Ordinationsmieten und Umsatzsteuer

Bei der Vermietung von Geschäftsräumlichkeiten (dazu zählen auch Arztpraxen) war es bisher so, dass der Vermieter entscheiden konnte, ob er die Miete ohne Umsatzsteuer (gesetzlich vorgesehene unechte Umsatzsteuerbefreiung) vorschreibt oder beim Finanzamt eine Option zur Umsatzsteuerpflicht vorlegt. Sofern die Miete ohne Umsatzsteuer vorgeschrieben wird, hat der Vermieter keine Möglichkeit, Vorsteuern, die durch Sanierungen, Reparaturen etc. entstehen, geltend zu machen.
Sofern die Miete mit Umsatzsteuer (20%) vorgeschrieben wird, ist die Umsatzsteuer vom Vermieter an das Finanzamt abzuführen, andererseits können die bei Sanierungen, Reparaturen etc. anfallenden Vorsteuern vom Finanzamt zurückgeholt werden. Die Vorschreibung von 20% Umsatzsteuer wurde in der Praxis häufig durchgeführt, da einerseits der Vorsteuerabzug ein großer Vorteil und der Verwaltungsaufwand beispielsweise eines im Besitz eines Vermieters stehenden Zinshauses enorm ist, wenn Unterschiede bei der umsatzsteuerlichen Behandlung gemacht werden.
Mietverträge für Geschäftsräumlichkeiten, die vor dem 1. September 2012 begonnen haben, unterliegen weiterhin der Regelung alt. Bei der Vermietung von Objekten zu Wohnzwecken kommt es zu keiner Änderung. Diese unterliegen wie bisher der zehnprozentigen Umsatzsteuer. Der Vermieter hat das Recht auf den vollen Vorsteuerabzug.

 

Regelung neu

Der Vermieter hat bei allen ab 1. September 2012 beginnenden Mietverhältnissen (das ist nicht zwingend der Vertragsabschluss) nicht mehr in allen Fällen eine Optionsmöglichkeit hinsichtlich der umsatzsteuerlichen Behandlung von Mietobjekten. Bei Mietverträgen, die mit Unternehmen abgeschlossen werden, deren Tätigkeit unecht von der Umsatzsteuer befreit ist, besteht seitens des Vermieters keine Optionsmöglichkeit mehr. Die Miete ist netto, also ohne Umsatzsteuer, vorzuschreiben.
Unecht steuerbefreite Tätigkeiten sind beispielsweise jene von Ärzten, Banken und Versicherungen, Körperschaften des öffentlichen Rechts sowie von Unternehmern, die von der Kleinunternehmerregelung Gebrauch machen (Umsatz maximal 30.000 Euro pro Jahr).
Durch den damit verbundenen nicht mehr möglichen Vorsteuerabzug ist anzunehmen, dass die Vermieter die nunmehr vorzuschreibenden Nettomieten auf die ehemaligen Bruttomieten anpassen werden. Durch die unterschiedliche Behandlung von Mietobjekten steigt der Verwaltungsaufwand vor allem für die Hausverwaltungen enorm an.

 

Sonderregelung beiselbst errichteten Gebäuden

Sofern der Vermieter das zu vermietende Gebäude selbst errichtet und die Errichtung vor dem 1. September 2012 zumindest begonnen wurde, kann auch bei neu abzuschließenden Mietverträgen nach diesem Datum die Regelung alt angewendet werden.

 

Was bedeuten diese Änderungen für den Arzt?
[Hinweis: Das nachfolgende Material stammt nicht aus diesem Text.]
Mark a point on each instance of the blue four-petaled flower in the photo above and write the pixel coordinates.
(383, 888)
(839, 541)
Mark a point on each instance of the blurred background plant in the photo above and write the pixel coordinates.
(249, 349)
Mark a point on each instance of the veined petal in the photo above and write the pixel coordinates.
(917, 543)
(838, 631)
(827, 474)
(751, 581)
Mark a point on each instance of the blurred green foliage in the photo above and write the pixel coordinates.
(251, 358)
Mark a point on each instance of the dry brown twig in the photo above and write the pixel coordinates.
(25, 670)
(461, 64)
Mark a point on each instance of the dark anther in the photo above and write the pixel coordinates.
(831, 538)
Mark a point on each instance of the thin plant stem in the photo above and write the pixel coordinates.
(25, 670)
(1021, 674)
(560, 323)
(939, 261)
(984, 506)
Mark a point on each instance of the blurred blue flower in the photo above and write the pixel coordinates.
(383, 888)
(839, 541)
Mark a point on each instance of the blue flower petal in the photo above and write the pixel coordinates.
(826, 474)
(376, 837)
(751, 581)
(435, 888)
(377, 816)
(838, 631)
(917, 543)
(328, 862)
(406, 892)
Der Arzt konnte sich die bisher vorgeschriebene Umsatzsteuer nicht als Vorsteuer vom Finanzamt zurückholen, sodass die Bruttomiete als Betriebsausgabe in seiner Einnahmen-Ausgaben-Rechnung enthalten war. Sollte es zum Neuabschluss eines Mietvertrages kommen, ist nach der Regelung neu nur die Nettomiete vorzuschreiben. Wie bereits erwähnt, ist anzunehmen, dass die Vermieter diese eventuell an die bisherige Bruttomiete anpassen werden, um den verlorenen Vorsteuerabzug zu einem gewissen Teil ausgleichen zu können. Insofern wird sich bei der Höhe der Betriebsausgaben des Arztes nicht viel ändern.
Sofern der Vermieter in der Zukunft hohe Investitionen bei einem Mietobjekt plant, bei dem auch ein großer Betrag an Vorsteuern anfällt, könnte es sein, dass der Vermieter Ärzte als Mieter ablehnt, um nicht auf den Vorsteuerabzug verzichten zu müssen. Dies könnte dazu führen, dass es für Ärzte schwieriger wird, Ordinationsräumlichkeiten zu mieten.